In 1998, Oregon was the second state in the US to legalize access to medical cannabis, when it launched our Oregon Medical Marijuana Program (OMMP).  Despite our progressive beginnings, Oregon’s current protocols are failing to meet cannabis patient’s needs, and many consumers opt to access cannabis through Oregon’s adult use/recreational access and pay the higher fees.    Considering we are a destination for many “cannabis refugees”, and a trailblazer in cannabis legalization nationally, we should have effective programs and supports for medical cannabis, and instead our current regulations impede optimal medical cannabis patient care.

Further supporting our need to make improvements is the Americans for Safe Access 2021 State of the States report, which graded Oregon’s medical cannabis program at only 54.43% overall, by awarding 374 of 700 points possible.  Most notably, Oregon scores only 50/100 in the category of patient rights and civil protections, and 45/100 for affordability (1).   Considering our 24-year tenure as a legal medical cannabis state, we should be achieving stellar marks.   Instead, our low score reflects that we have many issues to address in our endeavor to honor Oregon’s cannabis trailblazer beginnings, and our noble intent to serve patients in need.

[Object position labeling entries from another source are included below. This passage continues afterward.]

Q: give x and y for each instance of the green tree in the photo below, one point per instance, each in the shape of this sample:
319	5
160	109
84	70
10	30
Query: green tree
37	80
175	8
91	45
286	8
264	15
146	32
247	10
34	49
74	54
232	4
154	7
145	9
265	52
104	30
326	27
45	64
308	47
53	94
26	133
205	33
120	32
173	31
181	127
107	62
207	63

Unfortunately, Oregon’s opportunity to provide a duplicatable program, or be a shining example to newer cannabis-legal states is quickly dissipating, and instead our mishandling of OMMP patients’ needs provides others a clear example of what not to do.   The following overview includes detailed insights on the many root contributors to our current disarray in Oregon, with the intent of improving the legislative process and ensuring cannabis patient’s needs are met appropriately and ethically.  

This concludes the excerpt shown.